The MAHP specifically objects to provisions in the bill that would allow doctors to override prior authorization and step therapy requirements, he said. Physicians can easily game the system by tagging requests as “urgent.”

“When you have a situation where most doctors don’t know the cost of the drug or the cost of the care that they’re prescribing, and if you don’t know the cost and you go and you prescribe it with blinders of what the cost is, you could be pushing cost onto the member (of a health plan) if they have a high-deductible plan,” Romback said. “If somebody else has taken a look at the program and said, ‘Hey, have you tried these less costly steps first’ and you’re overriding that, that seems to put a lot of authority on a group that’s not at risk for any of those costs.

“When you’re not at risk and you don’t see the cost of it, you’re unaware of it, you have every incentive to call it ‘urgent.’”

Romback also points to a study issued in April 2018 by the federal Government Accountability Office that suggests prior authorization “may be used to reduce expenditures, unnecessary utilization, and improper payments” for Medicare and Medicaid, although the effect is hard to quantify and difficult to separate “from other program integrity efforts,” according to the report.

 

FINDING MIDDLE GROUND

The Michigan Health & Hospital Association (MHA) has yet to take an early stance on the legislation, but will review it soon.

Work to reform prior authorization is “a responsible, cautious step toward reducing burdens on patients, providers and payers while still keeping measures in place for high-cost, complex services,” the MHA said in a statement.

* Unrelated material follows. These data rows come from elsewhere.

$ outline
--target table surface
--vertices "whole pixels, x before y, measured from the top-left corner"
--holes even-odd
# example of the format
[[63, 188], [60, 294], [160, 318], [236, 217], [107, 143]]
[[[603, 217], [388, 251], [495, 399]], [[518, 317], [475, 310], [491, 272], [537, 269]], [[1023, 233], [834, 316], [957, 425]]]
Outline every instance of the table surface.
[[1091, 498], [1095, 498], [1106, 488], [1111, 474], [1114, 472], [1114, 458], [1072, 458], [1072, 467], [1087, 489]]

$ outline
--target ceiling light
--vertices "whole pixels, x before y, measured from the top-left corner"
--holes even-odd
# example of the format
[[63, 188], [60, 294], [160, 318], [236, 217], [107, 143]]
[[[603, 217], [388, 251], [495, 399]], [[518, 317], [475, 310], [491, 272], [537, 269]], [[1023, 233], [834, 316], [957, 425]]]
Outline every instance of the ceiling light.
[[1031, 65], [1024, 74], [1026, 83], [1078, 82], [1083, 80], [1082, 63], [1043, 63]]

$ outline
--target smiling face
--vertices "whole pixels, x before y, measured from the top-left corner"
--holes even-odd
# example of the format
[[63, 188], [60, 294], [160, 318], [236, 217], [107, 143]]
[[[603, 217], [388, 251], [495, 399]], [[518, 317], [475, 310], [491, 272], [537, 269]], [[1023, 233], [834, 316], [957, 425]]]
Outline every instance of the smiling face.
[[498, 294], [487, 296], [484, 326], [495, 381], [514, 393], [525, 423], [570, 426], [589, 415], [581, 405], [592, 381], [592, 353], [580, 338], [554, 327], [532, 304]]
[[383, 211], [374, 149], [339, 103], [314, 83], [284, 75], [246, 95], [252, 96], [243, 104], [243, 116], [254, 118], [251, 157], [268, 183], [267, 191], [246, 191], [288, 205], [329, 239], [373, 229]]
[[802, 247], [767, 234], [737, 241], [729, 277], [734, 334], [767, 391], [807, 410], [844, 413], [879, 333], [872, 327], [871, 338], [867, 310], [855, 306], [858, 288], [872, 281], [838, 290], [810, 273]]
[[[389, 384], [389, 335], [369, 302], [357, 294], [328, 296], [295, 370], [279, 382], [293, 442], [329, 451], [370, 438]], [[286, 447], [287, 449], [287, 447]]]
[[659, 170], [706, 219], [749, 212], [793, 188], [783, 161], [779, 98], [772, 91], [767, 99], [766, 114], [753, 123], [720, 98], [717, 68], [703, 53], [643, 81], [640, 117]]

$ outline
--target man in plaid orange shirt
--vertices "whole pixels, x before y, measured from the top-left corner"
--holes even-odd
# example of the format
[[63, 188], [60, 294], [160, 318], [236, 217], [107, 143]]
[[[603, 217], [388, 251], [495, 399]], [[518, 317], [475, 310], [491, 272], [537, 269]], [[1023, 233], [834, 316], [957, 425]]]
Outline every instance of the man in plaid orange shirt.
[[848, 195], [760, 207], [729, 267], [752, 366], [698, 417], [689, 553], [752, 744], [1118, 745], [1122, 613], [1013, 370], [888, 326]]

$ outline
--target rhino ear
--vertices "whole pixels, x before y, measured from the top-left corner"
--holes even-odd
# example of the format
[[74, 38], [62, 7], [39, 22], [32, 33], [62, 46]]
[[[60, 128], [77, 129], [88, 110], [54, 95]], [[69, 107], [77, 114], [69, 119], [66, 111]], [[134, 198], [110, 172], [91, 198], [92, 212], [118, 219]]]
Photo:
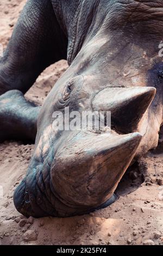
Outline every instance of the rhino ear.
[[154, 87], [106, 88], [94, 97], [94, 110], [110, 111], [111, 124], [124, 133], [135, 131], [156, 93]]
[[70, 205], [91, 209], [108, 200], [140, 143], [137, 132], [84, 132], [68, 138], [55, 156], [51, 176], [57, 194]]

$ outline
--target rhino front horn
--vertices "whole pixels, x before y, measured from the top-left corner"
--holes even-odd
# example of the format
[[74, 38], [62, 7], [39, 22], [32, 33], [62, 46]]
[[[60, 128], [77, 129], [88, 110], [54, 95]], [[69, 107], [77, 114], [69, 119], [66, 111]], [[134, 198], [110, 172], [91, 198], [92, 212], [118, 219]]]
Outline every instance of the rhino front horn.
[[91, 132], [74, 135], [73, 139], [67, 136], [66, 148], [57, 153], [51, 176], [59, 200], [76, 212], [84, 213], [112, 196], [141, 136]]
[[156, 93], [154, 87], [107, 87], [95, 96], [94, 110], [111, 112], [111, 124], [122, 133], [135, 131]]

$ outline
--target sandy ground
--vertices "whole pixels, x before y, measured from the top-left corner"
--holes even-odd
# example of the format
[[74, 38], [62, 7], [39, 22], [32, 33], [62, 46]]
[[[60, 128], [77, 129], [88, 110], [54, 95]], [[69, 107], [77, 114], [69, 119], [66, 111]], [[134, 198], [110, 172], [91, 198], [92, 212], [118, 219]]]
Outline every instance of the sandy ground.
[[[25, 2], [0, 0], [4, 47]], [[41, 104], [67, 67], [62, 60], [47, 69], [27, 97]], [[27, 220], [15, 209], [12, 194], [25, 175], [33, 147], [21, 142], [0, 144], [0, 245], [163, 245], [161, 146], [127, 170], [117, 189], [120, 198], [110, 207], [75, 217]], [[2, 187], [2, 197], [1, 191]]]

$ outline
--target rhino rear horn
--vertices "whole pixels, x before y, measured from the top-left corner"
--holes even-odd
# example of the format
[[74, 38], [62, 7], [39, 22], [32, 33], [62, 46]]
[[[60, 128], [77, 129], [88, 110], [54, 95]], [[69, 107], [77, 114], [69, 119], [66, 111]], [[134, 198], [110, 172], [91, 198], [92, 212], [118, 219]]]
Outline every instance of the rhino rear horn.
[[136, 130], [156, 93], [154, 87], [108, 88], [94, 97], [93, 110], [110, 111], [111, 124], [122, 133]]

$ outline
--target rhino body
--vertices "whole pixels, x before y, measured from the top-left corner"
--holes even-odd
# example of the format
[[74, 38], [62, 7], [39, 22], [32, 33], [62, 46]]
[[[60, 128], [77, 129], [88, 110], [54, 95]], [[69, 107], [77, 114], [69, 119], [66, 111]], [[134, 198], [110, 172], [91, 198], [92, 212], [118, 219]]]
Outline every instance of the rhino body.
[[[112, 202], [128, 166], [158, 145], [162, 34], [161, 0], [27, 1], [0, 60], [0, 139], [36, 137], [18, 211], [65, 217]], [[43, 106], [28, 102], [23, 94], [62, 59], [69, 68]], [[67, 107], [111, 112], [111, 130], [54, 130], [54, 111]]]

“Our first priority at the MHA is always the health, safety and quality of care delivered to patients. To that end, we support modernizing the current structure of prior authorization requirements by insurers to better reflect the current needs of patients,” according to the MHA. “We also appreciate the need to be mindful of costs, especially in today’s health care environment when medications and specialty treatments can be extremely expensive for all stakeholders.”

The Medical Society expects the legislation will not get to a committee hearing until January, as other issues, such as legislation regarding surprise billing in health care, takes priority.

Romback contends that health plans are already constantly reviewing and altering policies and practices for prior authorization and step therapy.

Despite its objections, the Michigan Association of Health Plans is willing to work out a compromise, although “some of the stuff in the bill, it’s awfully one-sided,” Romback said.

“If we can find a way to work with MSMS to drive value through this process and improve value to the patients, and improve value to employers, we’re very open and very willing to enter into those conversations,” he said. “There’s some middle ground.”

However, Kevin McFatridge, senior director of marketing and public relations for the Michigan State Medical Society, said common ground may prove hard to find.

“When you talk about delays in patient care, I don’t know there is much room for negotiations. We want to make sure the patients get the care they deserve and in the time they deserve it,” McFatridge said. “When you have cancer, do you want your care delayed or do you want it to start as soon as possible?”